Ah Mirim; geçenlerde Moda Semti’nin iyi bildiği mühendis müteahhitlerden Odak İnşaat’tan Erdinç Bey ve Gökoz İnşaat’tan Gökhan Bey ile sohbet ettik.
Özetle dediler ki;
Betonarme binanın ayakta kalması için;
Çok kolay değerleri bozulabilen hazır betonun harcının mükemmel olması,
Mimarın hazırladığı projenin mükemmel olması,
Mühendisin uygulamalarının mükemmel olması,
Ustaların becerilerinin mükemmel olması,
Müteahhidin malzemeden çalmaması,
Konut sahibinin proje ile oynamaması,
Kiracının kolonlara, kirişlere zarar vermemesi,
Zeminin ağır binayı tutabilecek kadar kuvvetli olması,
Ve deprem esnasında alttaki zeminin parçalı kaymaması lazım.
Yine de yetmez.
Çimentodan üreyen radon gazının demirleri çürütmemiş de olması lazım.

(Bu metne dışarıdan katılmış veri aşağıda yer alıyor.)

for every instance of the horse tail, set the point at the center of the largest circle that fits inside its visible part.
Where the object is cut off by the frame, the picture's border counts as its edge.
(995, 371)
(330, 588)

Depreme meydan okuyabilmek için bu mükemmelleri ve daha fazlasını bir araya getirmemiz lazım.
Halbuki depremle uyumlu, hareket edebilen, esneyebilen yine de yıkılırsa altındakini ezmeyen ve insan gücü ile müdahale edilebilen yapı modeline geçilse ölüm oranlarını 50’de 1’e, hatta 100’de bire düşürmek mümkün ki Japonya bunun ispatıdır.
Ah ancak ki ne ancak, bu ülkede olunca binlerce alçak, yine çimento lobisine yine açgözlü müteahhitler sürüsüne ve onların desteklediği bürokratlar zümresine yenileceğiz.
Ve 20-30 sene sonra aynı acıların yasını, aynı kelimelerle aynı vah vahlarla tutacağız.
Dün 17 Ağustos, bugün 6 Şubat yarın ders almazsak 14 Eylül 2025 …
SaIIanacak vakit yok!
Taş taş üstüne oIsun , taş baş üstüne oImasın artık.
Ve beklenen İstanbul depremi öncesi son sözüm ;
“Tüm kentler yapıldıkça İstanbul yıkıldıkça güzelleşiyor, Mirim.”
Yıkılmadan yıkalım, yeniden yapalım.
unum malum melius quam mille consilium
Vesselâm.
*Bir musibet bin nasihatten iyidir.
Erhan Ziya SANCAR
Eğitimci Yazar
Teşekkürler Erhan Hocam. Yerinde ve çok güzel bir yazı olmuş.
Saçmalık
Tşk ederiz güzel bir yazı olmuş. Yıllarca ISTANBUL depremi ile ilgili uyarılar geliyor ama yapılan çalışmalar hep geride kalmış. 34 yil oldu deprem oldu.sizce 34 yılda istanbul da kaç bina yapıldı. Hangisi depreme dayanıklı yapıldı.11 ilde yapılan yeni binaların çoğu yıkıldı.Simdi istanbul insanların aklına geldi.belki 34yıldan beri çok mesafe alınabilirdi. Belkide ISTANBUL ile ilgili tedirgin bu kadar olmazdı.
Ağzına kalemine yüreğine sağlık kıymetli Hocam
Selamunaleyküm; Erhan hocam tesbitler çok güzel. Umarım ders alırız, sebepleri için tedbir amaçlı çalışırız..! Hiç yetişen insan unsuru, hep bunların müsebbibi, ithal siyasetçi yok, ithal usta Mühendis yok..! Yerli malııı ama..! Hesap vermekten korkmayan kul..! Mahkum olan olana..!
Yorumları yapıyoruz ama yayınlanmıyor neden sebebini öğrenmek istiyorum.